Lorsque l’on demande à Jeunet la raison de cette scène, il répond « J’ai toujours rêvé de faire ça mais je n’ai jamais eu les couilles pour le faire. Au cinéma, ça passe plus facilement. »

Trois coups de canne blanche qui résonnent contre le trottoir comme au théâtre et hop, Amélie entre en scène dans un petit tourbillon de vie pour une minute. La scène est filmée avec une caméra à l’épaule, pour nous balader dans la foule comme si nous y étions. « Venez, je vais vous aider » . Elle ne se contentera pas de faire traverser le vieil homme mais l’entraînera tout le long de la rue Lepic pour une scène « audio-décrite », donnant à l’aveugle des informations visuelles (la veuve de la fanfare, l’enseigne de la boucherie chevaline qui a perdu une oreille, les prix des fromages), olfactives (les poulets, les melons) et auditives (le rire du mari de la fleuriste).
Enfant, Amélie ne s’est pas approprié les codes de communication traditionnels, elle utilise toutes sortes de moyens pour partager avec les autres (mots, photos, cassettes vidéos, mises en scène), sauf la parole. Cette scène est le seul moment du film dans lequel elle s’exprime sans masque, précisément parce que la personne ne peut pas la voir. Elle se laisse donc aller (en plus en étant tactile avec un inconnu) à un flot de paroles, elle décrit tout ce qu’elle voit et ce qui la touche dans le paysage urbain, comme si elle déclamait une poésie.
Pour finir, elle le laissera devant la station Lamarck-Caulaincourt. Cela pose un petit problème géographique, puisqu’en descendant la rue Lepic comme elle le fait, on atterrit à Pigalle… il aurait fallu la remonter !

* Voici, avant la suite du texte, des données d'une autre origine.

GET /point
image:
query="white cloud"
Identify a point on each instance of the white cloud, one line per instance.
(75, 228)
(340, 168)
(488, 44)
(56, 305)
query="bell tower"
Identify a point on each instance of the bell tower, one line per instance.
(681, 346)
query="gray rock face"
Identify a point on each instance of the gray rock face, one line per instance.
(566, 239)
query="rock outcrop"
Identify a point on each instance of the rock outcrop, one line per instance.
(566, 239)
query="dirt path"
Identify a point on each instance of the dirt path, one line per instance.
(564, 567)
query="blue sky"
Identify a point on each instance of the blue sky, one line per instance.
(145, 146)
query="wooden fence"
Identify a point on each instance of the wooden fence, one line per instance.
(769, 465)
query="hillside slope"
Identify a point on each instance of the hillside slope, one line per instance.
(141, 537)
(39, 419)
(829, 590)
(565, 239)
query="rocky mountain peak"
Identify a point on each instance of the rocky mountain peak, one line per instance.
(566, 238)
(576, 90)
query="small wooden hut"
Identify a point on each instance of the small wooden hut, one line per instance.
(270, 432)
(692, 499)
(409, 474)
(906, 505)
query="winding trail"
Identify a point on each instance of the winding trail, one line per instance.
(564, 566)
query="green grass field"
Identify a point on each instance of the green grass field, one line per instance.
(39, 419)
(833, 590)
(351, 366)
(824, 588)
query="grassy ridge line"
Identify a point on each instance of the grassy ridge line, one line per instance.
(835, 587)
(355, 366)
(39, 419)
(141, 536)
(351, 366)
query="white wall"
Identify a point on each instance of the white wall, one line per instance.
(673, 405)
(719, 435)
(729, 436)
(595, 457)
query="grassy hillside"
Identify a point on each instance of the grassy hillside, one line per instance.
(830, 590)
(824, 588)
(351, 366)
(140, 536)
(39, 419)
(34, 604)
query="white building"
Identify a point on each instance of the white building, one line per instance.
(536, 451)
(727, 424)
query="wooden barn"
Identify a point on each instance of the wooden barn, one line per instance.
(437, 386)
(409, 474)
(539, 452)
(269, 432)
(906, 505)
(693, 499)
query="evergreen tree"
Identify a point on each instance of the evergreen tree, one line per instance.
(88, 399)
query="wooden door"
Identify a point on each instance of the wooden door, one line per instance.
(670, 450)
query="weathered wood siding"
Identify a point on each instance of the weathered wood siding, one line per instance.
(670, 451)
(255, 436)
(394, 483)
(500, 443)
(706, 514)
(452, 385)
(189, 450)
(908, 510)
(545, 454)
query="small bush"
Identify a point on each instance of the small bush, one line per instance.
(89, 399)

Cet aveugle, Amélie l’avait déjà rencontré au métro Abesses avec un phonographe diffusant « Si tu n’étais pas là » de Fréhel. Les gens qui jouent dans le métro, c’est relou. Dans ce film, c’est beau (parce qu’on est pas bousculé par la foule aussi, ça aide). On peut penser que les paroles de la chanson (Si tu n’étais pas là / comment pourrais-je vivre? / Je ne connaîtrais pas / ce bonheur qui m’enivre) sont une référence au cinéma, qui signifierait que sans le rêve et les belles images que peut nous montrer un film, la vie serait beaucoup plus dure. Anecdote : cette scène n’a pas été tournée à la station Abesses, mais sur le quai désaffecté de Porte des Lilas qui sert beaucoup aux tournages parce qu’il est toujours vide.

Scène Culte #8 : Amélie Poulain, la scène de laveugle AmelieBlinde

Il est fréquent de dire que Le Fabuleux Destin d’Amélie Poulain est construit à la manière d’un conte de fées : endroit réel idéalisé (Montmartre) aidé par les filtres verts, jaunes et rouges utilisés, une bonne fée (Amélie), un vieux sage (le peintre), un méchant (l’épicier), des nécessiteux (la buraliste, l’écrivain, le père, la concierge…) et puis ben, un nain. Et aussi des objets mystérieux (le tableau de Renoir, la boîte de Bredoteau, l’album photo…), et dans les étapes : un départ de chez ses parents, des dangers (la foire du Trône et le sex-shop), la punition du méchant, la quête (l’amour de Nino) et enfin la victoire (encore Nino).
Mais cette théorie rodée déplait beaucoup à Jean-Pierre Jeunet qui n’avait pas pensé à cette histoire de fée, mais a glissé dans le film bon nombre de références à Lady Di et Mère Térésa, parce que l’hypermédiatisation de la mort de l’une et l’oubli de l’autre (décédée 6 jours après) lui a bien foutu les boules. Il est donc plus juste de considérer Amélie comme une éventuelle bonne sœur au secours des démunis que comme une fée ou une princesse.

 

Pitch du film : Amélie Poulain, une jeune serveuse dans un café de Montmartre, passe son temps à observer les gens et les petits détails de la vie. Elle s’est fixée un but : faire le bien autour d’elle. Elle invente alors tout un tas de stratagèmes pour égayer ou changer l’existence de ceux qui l’entourent.

A savoir : Le film était censé s’intituler « Amélie des Abesses » mais comme (apparemment) seuls les parisiens connaissaient cette place, la référence n’aurait pas été saisie par tout le monde. | Le film a remporté 4 Césars (meilleur film, réalisateur, décors et musique).